Figure 6. α2δ3 is expressed in the brain and relays the pain signal to higher order brain centers

(A) β-Gal staining of whole brain slices from α2δ3^+/− mice that carry the LacZ cassette. Different brain regions that are positive for LacZ expression are indicated. White lines indicate the brain slices displayed in Fig. 7A. (B–C) Quantification of % BOLD change and mean activation volume (in voxels) for (B) the thalamus and (C) the S1 somato-sensory cortex of α2δ3^+/+ and α2δ3^−/− mice. Of note, it has been proposed that the S1 cortical region is involved in the localisation of nociception (Treede et al., 1999). The different stimulation temperatures are indicated. Data are presented as mean +/− sem. *p < 0.05, **p < 0.01 (Student’s t-test comparing the respective control and α2δ3^−/− groups). (D) Cross-correlation matrix of time profiles. Whereas the pain signal spreads from the thalamus to other higher order pain centers in α2δ3^+/+ mice (red areas), in α2δ3^−/− mice correlated activation can be only observed up to the level of the thalamus. Very weak activity is found in somato-sensory cortex (SC) for α2δ3^−/− mice (green stripes). Data from the structures of left side of the brain are shown following challenge with noxious heat (55°C) at the right hindpaw. SI: sensory input; Th: thalamus; SC: somato-sensory cortex; AC: association cortex; LL: link to limbic system; LS: limbic system; HT: hypothalamus; BG: basal ganglia; C. cerebellum; M: motor cortex, P: periaquaeductal gray. Correlation-coefficients (cc) are given in the range from 0 (green), to +1 (red). n=20 for α2δ3^+/+; n = 18 for α2δ3^−/−.
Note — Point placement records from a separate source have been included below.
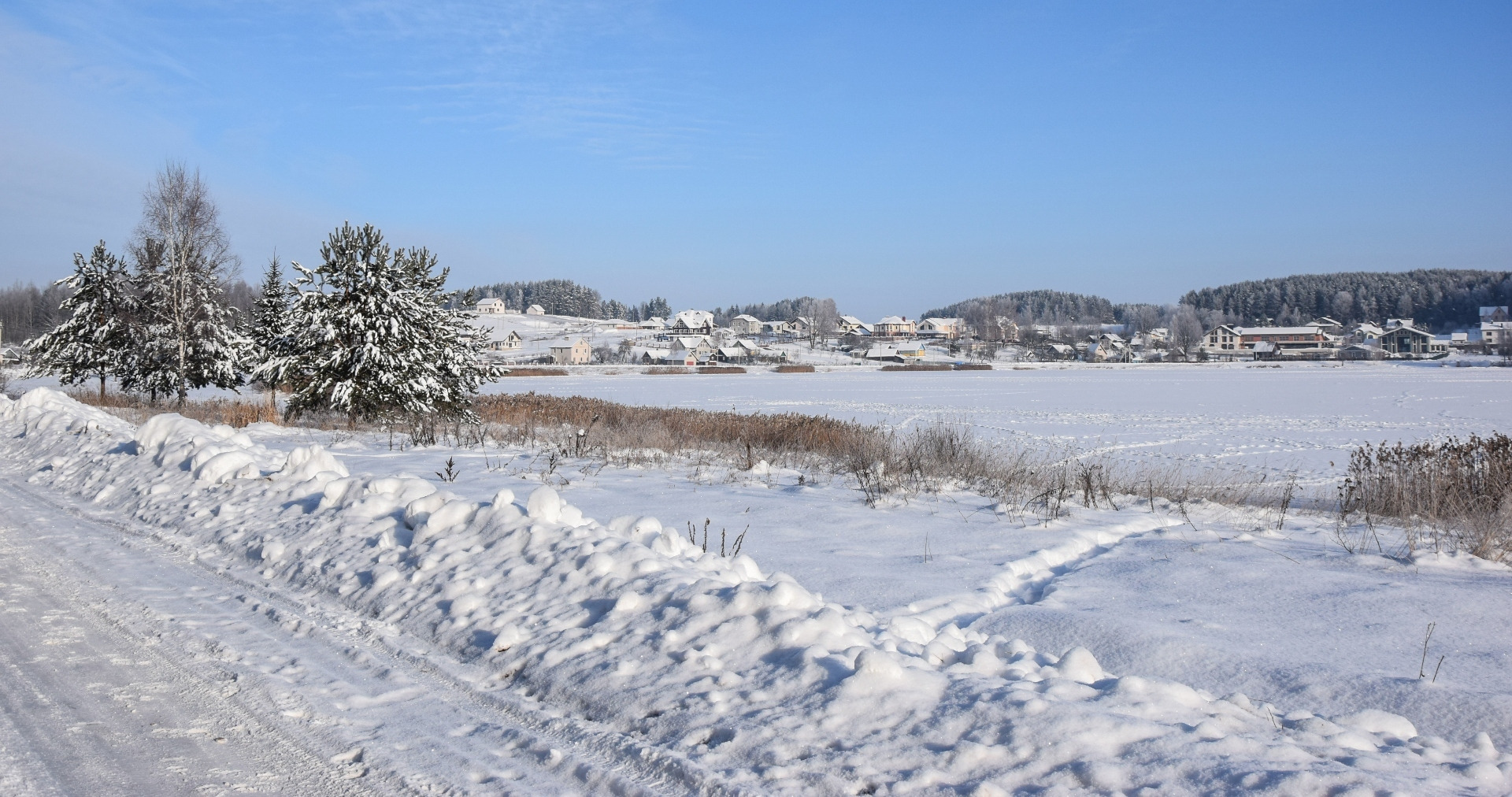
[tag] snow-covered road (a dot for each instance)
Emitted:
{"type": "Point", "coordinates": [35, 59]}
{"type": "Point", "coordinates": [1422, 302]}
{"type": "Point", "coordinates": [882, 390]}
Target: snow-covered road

Figure 7. α2δ3 mutant mice exhibit sensory cross-activation in response to thermal and tactile stimuli

(A) Second order statistical parameters maps showing only the significant differences of heat (55°C) and tactile (vibrissae) stimulation induced brain activation between α2δ3^+/+ and α2δ3^−/− mutant mice. Activation was assessed by BOLD-fMRI. The three planes correspond to the white lines shown in Fig. 6A. The green/blue scale indicates increased peak activation (55°C) in α2δ3^+/+ control mice compared to α2δ3^−/− mutant mice. The yellow/red scale indicates increased activation in α2δ3^−/− mutant mice compared to α2δ3^+/+ control mice. Images depict significant differences of second order group statistics corrected for multiple comparisons over all mice tested (n = 20 for α2δ3^+/+ mice, n = 18 for α2δ3^−/− mice). Arrows point to activated regions; note that for heat stimulation the S1/S2 somato-sensory cortex, the cingulate (Cg) cortex and the motor (M) cortex show significantly higher activity in α2δ3^+/+ controls. In α2δ3^−/− mice, heat stimulation leads to significantly higher activity auditory cortex (AC), the visual cortex (VC), and the olfactory tubercle (OT), as well as the amygdala (Amd) and the hypothalamus (HT). For tactile stimulation, only one small region in the S1 somatosensory cortex, ipsilateral to the side of stimulation (right), showed significantly higher activity in α2δ3^+/+ controls, whereas α2δ3^−/− mice again exhibited increased activation of the VC, AC, and OT, in addition to the caudate putamen (Cpu), S1 and S2 regions of the somato-sensory cortex, and the superior colliculus (SC). (B,C) % BOLD changes in the auditory cortex (AC), olfactory tubercle (OT), and visual cortex (VC) in control and α2 δ3 ^−/− mice following (B) heat (55°C) and (C) tactile vibrissal stimulation. Data is presented as mean values ± sem. *p < 0.05; **p < 0.01 (Student’s t-test).